6. Legislação da Aviação
Civil e sua Relação com o Atendimento Psicológico
A atuação psicológica em
acidentes aéreos se ancora em marcos legais que estruturam a resposta
humanitária e organizacional.
- Anexo 9 da Convenção de
Chicago (OACI/ICAO): define a responsabilidade dos Estados em prover
assistência humanitária, emocional e prática às vítimas de acidentes aéreos e
seus familiares.
- Circular nº 285/ANAC
(2013): obriga empresas aéreas a elaborarem o Plano de Assistência às Vítimas
de Acidentes Aéreos e seus Familiares (PAVAA), que inclui protocolos de
acolhimento psicológico, comunicação, apoio logístico e social.
- RBAC nº 20 (Regulamento
Brasileiro da Aviação Civil): estabelece normas de investigação de acidentes e
recomenda suporte às vítimas e familiares no processo.
- Portaria 1.356/GM do
Ministério da Saúde (1994): define a resposta a múltiplas vítimas, prevendo
integração entre SUS, SAMU e rede psicossocial.

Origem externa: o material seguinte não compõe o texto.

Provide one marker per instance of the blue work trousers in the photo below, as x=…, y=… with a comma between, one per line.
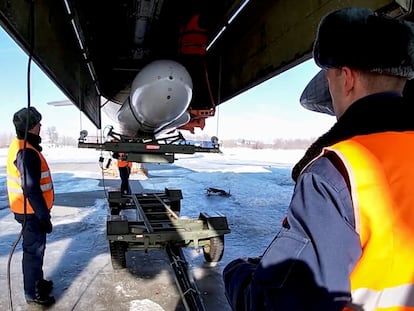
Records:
x=34, y=245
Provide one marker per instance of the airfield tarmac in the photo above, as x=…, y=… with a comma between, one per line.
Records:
x=77, y=259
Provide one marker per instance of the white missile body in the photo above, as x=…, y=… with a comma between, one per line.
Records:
x=160, y=96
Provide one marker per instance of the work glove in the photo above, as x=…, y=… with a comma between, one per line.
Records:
x=46, y=225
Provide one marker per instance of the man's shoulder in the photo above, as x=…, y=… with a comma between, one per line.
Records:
x=329, y=169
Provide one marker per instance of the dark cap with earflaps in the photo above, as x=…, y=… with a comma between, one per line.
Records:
x=20, y=118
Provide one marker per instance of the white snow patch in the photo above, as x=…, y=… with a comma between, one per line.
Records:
x=144, y=305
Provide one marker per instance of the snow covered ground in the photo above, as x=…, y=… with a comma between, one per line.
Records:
x=77, y=257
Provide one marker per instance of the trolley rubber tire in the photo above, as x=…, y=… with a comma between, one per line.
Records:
x=118, y=254
x=215, y=253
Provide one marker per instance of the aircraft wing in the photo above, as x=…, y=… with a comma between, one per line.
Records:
x=95, y=48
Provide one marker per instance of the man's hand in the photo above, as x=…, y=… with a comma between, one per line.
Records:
x=46, y=225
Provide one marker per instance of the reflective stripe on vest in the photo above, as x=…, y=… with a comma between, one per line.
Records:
x=14, y=180
x=381, y=174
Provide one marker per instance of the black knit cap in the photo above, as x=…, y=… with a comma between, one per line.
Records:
x=20, y=118
x=360, y=39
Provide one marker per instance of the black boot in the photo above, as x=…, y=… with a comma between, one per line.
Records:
x=41, y=300
x=43, y=289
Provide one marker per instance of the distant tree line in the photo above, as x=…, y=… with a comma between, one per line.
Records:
x=50, y=136
x=277, y=143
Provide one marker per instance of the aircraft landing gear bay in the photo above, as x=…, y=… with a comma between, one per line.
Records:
x=145, y=221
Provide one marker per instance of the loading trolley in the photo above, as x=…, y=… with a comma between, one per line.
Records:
x=145, y=221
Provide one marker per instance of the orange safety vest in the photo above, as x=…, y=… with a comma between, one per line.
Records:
x=124, y=163
x=15, y=180
x=193, y=39
x=381, y=174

- Lei Geral de Proteção de
Dados (LGPD – Lei nº 13.709/2018): exige cuidado com informações sensíveis e
confidencialidade.
7. Desafios e reflexões
- Preparar-se
emocionalmente para atuar onde o sentido é posto à prova;
- Lidar com a exposição
midiática, pressões institucionais e ausência de tempo;
- Atuar com firmeza ética e
profunda humanidade;
- Cuidar do cuidador —
psicólogos também precisam de suporte, supervisão e escuta.
8. Fechamento
Como psicólogos e psicólogas,
não temos como evitar o desastre. Mas temos o poder de tornar o sofrimento mais
digno, a dor mais acompanhada, e o caos um pouco mais humano.
Que nossa escuta não seja
só técnica, mas também afetiva.
Que sejamos pontes, mesmo
entre escombros.
E que a psicologia esteja
sempre onde a vida pulsa – mesmo quando tudo parece ruir.
Muito obrigada.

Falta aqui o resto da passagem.